The division landed in the San Fabian area of Luzon, 11 January 1945, to enter the struggle for the liberation of the Philippines. It drove across the Luzon Central Plain, meeting the enemy at Binalonan, 17 January. Moving through the rice paddies, the 25th occupied Umingan, Lupao, and San Jose and destroyed a great part of the Japanese armor on Luzon.

On 21 February, the division began operations in the Caraballo Mountains. It fought its way along Highway No. 5, taking Digdig, Putlan, and Kapintalan against fierce enemy counterattacks and took Balete Pass, 13 May, and opened the gateway to the Cagayan Valley, 27 May, with the capture of Santa Fe. Until 30 June, when the division was relieved, it carried out mopping-up activities. On 1 July, the division moved to Tarlac for training, leaving for Japan, 20 September. At the end of the war the 35th was involved with occupation duty in Japan.

Returning to New York after the war, Mr. Gibbons, went to work for George B. Gibbons and Co., the municipal bond house founded by his father and with which he was affiliated for some forty years, ultimately becoming its Chief Executive Officer. He was a member of the Broad Street Club and the Downtown Association. Sailing was his passion, and as such, he raced or cruised with friends or on his own yawl, ''Mariann'', in South America, the Caribbean, Europe and the Mediterranean, and most of the east coast of the United States.

He was a staunch participant in the Block Island and Vineyard Races for many, many years. Mr. Gibbons was a member of the New York Yacht Club, the Storm Trysail Club, and the Nantucket Yacht Club. American Yacht Club, though, was the focus of much of his life and which he served in many capacities, culminating in Commodore in 1967-68. As Commodore, he was responsible for instituting a wide-ranging program of maintenance and capital improvement which impacted the club for many years to come. He will be remembered for his abounding energy and enthusiasm, thoughtfulness, and quiet generosity. Known fondly as ''Captain Bligh'' by everyone who knew him, he was a teacher and mentor to young and old alike. He will be greatly missed.
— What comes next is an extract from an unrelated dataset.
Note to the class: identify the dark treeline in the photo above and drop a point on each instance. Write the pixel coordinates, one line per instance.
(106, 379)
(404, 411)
George Billings Gibbons, Jr., eighty-eight, lifelong resident of Rye, New York and Nantucket, Massachusetts, died suddenly on Thursday, January 16, 2003

At the time of his death, he was survived by his wife, Carolyn, and six children: Marion Lessene Gibbons of Trinidad, George Billings Gibbons III of City Island, Carolyn Gibbons Abernathy of Rye, Pauline Gibbons Green of Denver, Robert Gibbons of Denver and Lois Gibbons Sager of Mattapoisett, Massachusetts. He was also survived by ten grandchildren, many nieces and nephews and friends too numerous to count.

A Memorial Service was held at American Yacht Club at twelve o'clock noon on Tuesday, January 21, 2003.